He said that cooperation and collaborative engagement to pursue collective security, jointness in training, timely exchange of information to understand the security situation in the region is more wanting and should be made a culture.

EAPCCO bloc, he said, should fix the digital gaps in modernizing policing by also engaging other parties like banks, telecom firms, research centres and airports, among others.

The bloc composed of 13 countries has so far set standards towards police professionalism, by establishing regional centres of excellence in various domains in Peace Support Operations (PSO) and cybercrime centre to be hosted by Rwanda; community policing model in Uganda; modern forensic laboratory in Sudan; and regional counter-terrorism centre in Kenya, among others.
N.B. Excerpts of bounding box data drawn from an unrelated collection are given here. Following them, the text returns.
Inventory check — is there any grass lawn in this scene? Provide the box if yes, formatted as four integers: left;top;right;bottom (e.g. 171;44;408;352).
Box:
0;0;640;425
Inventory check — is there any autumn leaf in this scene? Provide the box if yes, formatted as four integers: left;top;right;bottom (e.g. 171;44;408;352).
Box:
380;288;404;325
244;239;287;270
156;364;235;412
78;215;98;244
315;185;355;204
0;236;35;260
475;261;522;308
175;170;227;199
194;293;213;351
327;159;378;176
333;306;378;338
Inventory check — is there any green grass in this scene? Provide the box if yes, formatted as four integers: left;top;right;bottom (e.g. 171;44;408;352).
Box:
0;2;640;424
According to Francis Muhoro, the outgoing chair of the PCC, over the last two years, simultaneously operations were conducted in EAPCCO and SARPCO member countries which led to the seizure of illegal products.

Rwanda, during the meeting, took over the PCC chairmanship with ACP Morris Muligo, the commissioner for CID assuming the role.
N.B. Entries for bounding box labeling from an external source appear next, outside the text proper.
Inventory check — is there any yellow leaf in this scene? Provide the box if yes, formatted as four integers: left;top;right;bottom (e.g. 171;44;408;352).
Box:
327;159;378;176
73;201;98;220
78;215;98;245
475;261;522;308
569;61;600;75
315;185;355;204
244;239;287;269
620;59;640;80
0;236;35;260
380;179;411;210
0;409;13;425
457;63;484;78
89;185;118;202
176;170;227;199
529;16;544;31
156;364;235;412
At least 4, 500 people, according to Muhoro, were arrested in the operation codenamed ‘Usalama III’ in the two regions over crimes related to human, drugs and arms trafficking, people smuggling, terrorism, motor-vehicle theft, and environmental crimes.

Through searches conducted in Interpol databases by member countries, about 30 stolen vehicles were recovered over the last two years, and victims of human trafficking were rescued in Namibia, Rwanda and Uganda.

About 12 of the vehicles were recovered in Kenya and Tanzania.

“Illicit goods including drugs, guns, ammunitions, and minerals of gold, in excess of US2.043 million were seized,” said Muhoro.

Meanwhile, the 18th council of Chiefs of Police adopted various resolutions, some of which are yet to be implemented by member states.

These include the establishing the ‘population and search of Interpol database,’ extension of I-24/7 communication tool beyond National Central Bureaus, ratification of legal agreements and operationalisation of centres of excellence, among others.

Gedion Kimilu, the head of Interpol regional bureau in Nairobi, said that organized criminals are taking advantage of the two busiest ports in the region – Mombasa in Kenya and Dar es Salaam for their ill-intents.

The terror syndicates now using East Africa route and the recent seizure of 500kgs of cocaine in Djibouti from Brazil, Kimilu said, is clear testimony of the vulnerability of the region to drug trafficking menace.